The latest edition of the Zillow Home Price Expectations Survey was published this morning. A panel of more than 100 experts has updated their expectations for national home price growth rates through 2021.
According to widely cited price indices, nominal home values have already eclipsed (or are close to surpassing) their pre-crash peak levels. And now, most experts expect somewhat stronger home value appreciation this year and next than they did just a few months ago, as tight inventory conditions persist.
However, despite ample evidence of price recovery and steady housing confidence in many metro area markets, the widening gulf between the outlook of the most optimistic and most pessimistic quartiles of experts in this survey is a reminder that volatility and uncertainty (i.e., risks) persist. The confident group expects about 27% appreciation through 2021–growth that easily exceeds the historical average rate before the historic bubble. In contrast, the pessimistic group expects just over 6% cumulative growth–a paltry nominal return that is negative after adjusting for expected inflation over the coming five years. I should emphasize that these are not “outlier” forecasts: each group comprises views from more than two dozen well-informed experts.
It might be easier to grasp the implications of these alternative scenarios by extrapolating from The Fed’s latest estimate of the current value of U.S. single-family housing stock ($26.1 trillion as of December). Single-family housing values in the U.S. would grow to $33.1 trillion if home prices follow the optimists’ expected path, and to $27.7 trillion if they follow the pessimists’ path–a difference of $5.4 trillion in aggregate home equity value by year-end 2021 (for simplicity, I assume static mortgage debt levels and housing unit counts).

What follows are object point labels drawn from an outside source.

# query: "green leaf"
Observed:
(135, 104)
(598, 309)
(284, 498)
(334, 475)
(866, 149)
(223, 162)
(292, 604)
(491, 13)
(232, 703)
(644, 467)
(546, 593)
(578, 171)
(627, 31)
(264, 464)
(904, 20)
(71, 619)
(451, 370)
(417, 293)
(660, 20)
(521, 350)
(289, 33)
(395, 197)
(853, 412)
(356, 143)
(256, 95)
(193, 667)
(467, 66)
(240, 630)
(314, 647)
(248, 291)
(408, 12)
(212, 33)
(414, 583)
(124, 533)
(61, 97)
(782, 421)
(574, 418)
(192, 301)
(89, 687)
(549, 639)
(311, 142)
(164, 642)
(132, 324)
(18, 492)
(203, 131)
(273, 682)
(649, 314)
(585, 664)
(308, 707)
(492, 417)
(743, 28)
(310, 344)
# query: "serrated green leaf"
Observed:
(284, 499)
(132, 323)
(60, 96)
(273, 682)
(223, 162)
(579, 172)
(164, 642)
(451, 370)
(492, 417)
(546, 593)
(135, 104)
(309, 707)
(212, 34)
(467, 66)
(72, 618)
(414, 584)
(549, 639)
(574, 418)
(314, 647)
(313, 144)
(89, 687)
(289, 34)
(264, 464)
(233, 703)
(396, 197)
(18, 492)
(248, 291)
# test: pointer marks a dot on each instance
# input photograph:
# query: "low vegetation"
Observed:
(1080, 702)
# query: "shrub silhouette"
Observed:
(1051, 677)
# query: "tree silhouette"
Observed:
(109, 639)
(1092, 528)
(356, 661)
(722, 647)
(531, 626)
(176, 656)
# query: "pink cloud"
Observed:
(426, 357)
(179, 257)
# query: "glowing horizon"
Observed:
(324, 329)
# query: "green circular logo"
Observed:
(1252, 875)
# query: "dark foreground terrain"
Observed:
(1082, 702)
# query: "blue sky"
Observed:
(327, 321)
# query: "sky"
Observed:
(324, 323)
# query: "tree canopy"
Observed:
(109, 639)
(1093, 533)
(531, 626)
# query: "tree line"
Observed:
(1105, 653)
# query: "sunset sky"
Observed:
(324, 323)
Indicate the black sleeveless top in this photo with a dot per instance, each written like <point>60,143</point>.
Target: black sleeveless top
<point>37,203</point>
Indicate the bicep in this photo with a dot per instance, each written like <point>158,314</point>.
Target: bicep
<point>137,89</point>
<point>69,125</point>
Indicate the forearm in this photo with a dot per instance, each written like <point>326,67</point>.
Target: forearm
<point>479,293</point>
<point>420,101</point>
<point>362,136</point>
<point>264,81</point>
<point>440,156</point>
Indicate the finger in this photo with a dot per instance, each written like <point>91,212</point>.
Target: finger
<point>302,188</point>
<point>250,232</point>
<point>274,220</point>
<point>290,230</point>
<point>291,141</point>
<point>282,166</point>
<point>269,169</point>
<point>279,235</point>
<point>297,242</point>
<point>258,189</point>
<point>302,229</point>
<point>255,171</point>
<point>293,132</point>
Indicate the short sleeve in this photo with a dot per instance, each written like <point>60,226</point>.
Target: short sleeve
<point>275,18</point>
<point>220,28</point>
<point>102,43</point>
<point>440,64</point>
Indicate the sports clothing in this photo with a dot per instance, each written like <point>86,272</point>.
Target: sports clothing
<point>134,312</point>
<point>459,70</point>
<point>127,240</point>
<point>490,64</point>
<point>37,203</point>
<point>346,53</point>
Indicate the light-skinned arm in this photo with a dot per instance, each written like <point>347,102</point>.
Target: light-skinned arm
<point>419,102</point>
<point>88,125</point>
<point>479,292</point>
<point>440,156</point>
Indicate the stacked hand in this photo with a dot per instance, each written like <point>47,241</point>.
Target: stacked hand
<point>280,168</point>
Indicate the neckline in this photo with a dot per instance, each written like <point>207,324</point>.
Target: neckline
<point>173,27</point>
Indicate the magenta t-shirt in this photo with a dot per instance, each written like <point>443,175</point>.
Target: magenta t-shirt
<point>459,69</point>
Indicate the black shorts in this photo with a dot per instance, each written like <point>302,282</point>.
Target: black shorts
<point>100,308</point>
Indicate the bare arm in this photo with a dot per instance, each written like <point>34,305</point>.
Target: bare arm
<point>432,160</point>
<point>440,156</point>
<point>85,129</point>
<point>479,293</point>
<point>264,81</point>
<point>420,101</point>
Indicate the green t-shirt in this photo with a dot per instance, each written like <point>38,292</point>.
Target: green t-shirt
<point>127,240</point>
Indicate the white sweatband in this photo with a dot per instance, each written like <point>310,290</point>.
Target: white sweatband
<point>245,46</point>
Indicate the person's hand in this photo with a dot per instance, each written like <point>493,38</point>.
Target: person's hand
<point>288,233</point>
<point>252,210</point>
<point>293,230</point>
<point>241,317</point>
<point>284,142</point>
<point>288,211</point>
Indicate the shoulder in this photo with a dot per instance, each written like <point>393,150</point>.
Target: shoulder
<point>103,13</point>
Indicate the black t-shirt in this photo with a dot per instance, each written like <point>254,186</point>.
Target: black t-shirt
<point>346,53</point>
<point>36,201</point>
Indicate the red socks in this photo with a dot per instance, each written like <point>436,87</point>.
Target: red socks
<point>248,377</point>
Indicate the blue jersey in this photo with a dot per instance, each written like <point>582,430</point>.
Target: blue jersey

When I last described this “expectations gap” in a November 2014 post, I noted that it should serve as a reminder of the virtue of efforts to develop modern, liquid markets for home price risk. Back then, when the gap was “only” $4 trillion, the majority of our expert panelists said that at least three more years would pass before U.S. housing market conditions returned to normal. They were right, and the case for embracing new housing risk management tools and institutions is even stronger today.